In April, aggregate business activity in the US continued to rebound, pointing to an expansion for a third successive month running. Notably, composite PMI rose sharply (53.4 v 52.3 in March) following a solid upturn in private sector business activity that was the fastest since May 2022. Manufacturing PMI (reading 50.2) pointed to a first marginal expansions in factory activity. New orders returned to expansion territory and production increased at the fastest pace since May 2022 while new export orders contracted further. Meanwhile, services (reading 53.6 v a preliminary estimate of 53.7 and previous month reading of 52.6) advanced, pointing to point to the biggest expansion in the services sector in a year, as output, new orders and employment growth all accelerated.
Annual inflation rate in the US for a tenth successive month slowed to 4.9%, less than March’s figure of 5.0% and now well down from its 8.9% peak in June. Month-on-month, core consumer prices increased 0.4%, higher from the 0.1% in March, but matching expectations. From the employment front, the US economy created 253K jobs in April, largely exceeding the 70K-100K monthly job gain needed to keep up with growth in the working-age population. Meanwhile, the unemployment rate in the US edged lower to 3.4%, matching a 50-year low of 3.4 percent seen in January. Average hourly earnings for all employees increased by 4.4% year-on-year, following an upwardly revised 4.3% rise in the prior month, still pointing to a tight labour market.

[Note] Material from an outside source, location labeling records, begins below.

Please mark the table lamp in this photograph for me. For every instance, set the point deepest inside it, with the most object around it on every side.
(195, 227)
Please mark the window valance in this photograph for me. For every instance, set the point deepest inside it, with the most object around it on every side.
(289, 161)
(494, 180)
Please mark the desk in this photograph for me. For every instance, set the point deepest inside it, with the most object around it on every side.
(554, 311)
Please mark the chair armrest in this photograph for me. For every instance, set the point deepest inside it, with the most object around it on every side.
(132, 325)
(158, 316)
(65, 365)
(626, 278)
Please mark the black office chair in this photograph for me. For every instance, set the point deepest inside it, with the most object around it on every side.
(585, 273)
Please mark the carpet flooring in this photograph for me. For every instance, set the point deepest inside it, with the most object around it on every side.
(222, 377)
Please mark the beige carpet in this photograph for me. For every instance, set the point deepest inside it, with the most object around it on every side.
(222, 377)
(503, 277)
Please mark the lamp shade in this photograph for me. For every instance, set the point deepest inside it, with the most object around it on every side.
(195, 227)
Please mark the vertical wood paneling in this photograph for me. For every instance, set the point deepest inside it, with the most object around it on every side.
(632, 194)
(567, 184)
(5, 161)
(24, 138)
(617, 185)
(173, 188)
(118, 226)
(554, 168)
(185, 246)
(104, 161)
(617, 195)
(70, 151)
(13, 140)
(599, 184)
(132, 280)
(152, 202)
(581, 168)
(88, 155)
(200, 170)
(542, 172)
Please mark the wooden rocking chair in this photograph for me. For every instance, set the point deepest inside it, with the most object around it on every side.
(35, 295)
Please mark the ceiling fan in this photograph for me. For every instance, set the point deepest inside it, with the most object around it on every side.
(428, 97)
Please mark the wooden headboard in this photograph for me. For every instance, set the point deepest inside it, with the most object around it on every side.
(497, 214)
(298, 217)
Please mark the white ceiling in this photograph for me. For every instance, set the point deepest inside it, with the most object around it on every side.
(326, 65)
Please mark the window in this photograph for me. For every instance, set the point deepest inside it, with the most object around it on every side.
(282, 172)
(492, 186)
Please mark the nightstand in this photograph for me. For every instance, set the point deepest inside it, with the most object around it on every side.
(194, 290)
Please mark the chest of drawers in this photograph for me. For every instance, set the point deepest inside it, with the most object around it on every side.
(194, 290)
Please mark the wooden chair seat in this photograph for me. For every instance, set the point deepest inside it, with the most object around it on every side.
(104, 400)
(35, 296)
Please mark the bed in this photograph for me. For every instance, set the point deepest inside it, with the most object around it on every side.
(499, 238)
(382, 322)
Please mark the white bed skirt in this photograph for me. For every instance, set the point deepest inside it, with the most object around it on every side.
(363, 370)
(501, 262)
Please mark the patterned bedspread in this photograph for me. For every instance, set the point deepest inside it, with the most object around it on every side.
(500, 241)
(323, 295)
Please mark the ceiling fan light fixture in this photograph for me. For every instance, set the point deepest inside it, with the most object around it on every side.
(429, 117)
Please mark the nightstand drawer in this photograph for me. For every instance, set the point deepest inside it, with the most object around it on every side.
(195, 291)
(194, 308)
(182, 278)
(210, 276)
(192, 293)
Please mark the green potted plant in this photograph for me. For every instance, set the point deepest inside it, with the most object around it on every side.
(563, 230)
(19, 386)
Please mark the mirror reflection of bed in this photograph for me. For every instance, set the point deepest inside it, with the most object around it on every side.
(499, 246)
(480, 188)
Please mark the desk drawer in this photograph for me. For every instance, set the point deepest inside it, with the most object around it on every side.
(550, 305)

From a performance view point, markets rebounded following a volatile March. Spreads tightened as markets recovered from an indiscriminate sell-off following the events surrounding Silicon Valley Bank and Credit Suisse, resulting in positive total returns. Notably, European and US investment grade posted positive returns, returning c. 0.69% and 0.82% respectively. The more speculative segment too headed higher.
Fund performance
In the month of April, the CC High Income Bond Fund headed higher, generating a gain of 0.54% as spreads tightened. This, as previous banking sector turbulence did not continue in April.
Throughout the month the Manager continued to take opportunity by re-tapping selective names which relatively offered value. Notably, the Manager increased its exposure to leading global travel retailer; Dufry, as the travel sector continues to benefit from pent-up demand.
Market and investment outlook
An orderly market, following a turbulent end to the first quarter, was in April restored as activity remained resilient in the face of mounting headwinds. Indeed, the closure of another US financial institution at the end of April highlights that the cumulative impact of aggressive policy tightening (somewhat justified given the elevated levels of inflation and tight labour market) has still not been fully felt by developed economies. With the latter in mind and despite the recent improvement across business surveys, risks of a recession transpiring, remain.
The recent banking crisis, partly driven by negative market sentiment, complicates dynamics. Possibly, restraining policy makers, notably the Fed, from solely focusing on its mandate to maintain price stability and increasing the need for a regulatory intervention which will safeguard depositors, ultimately preventing outflows of deposits.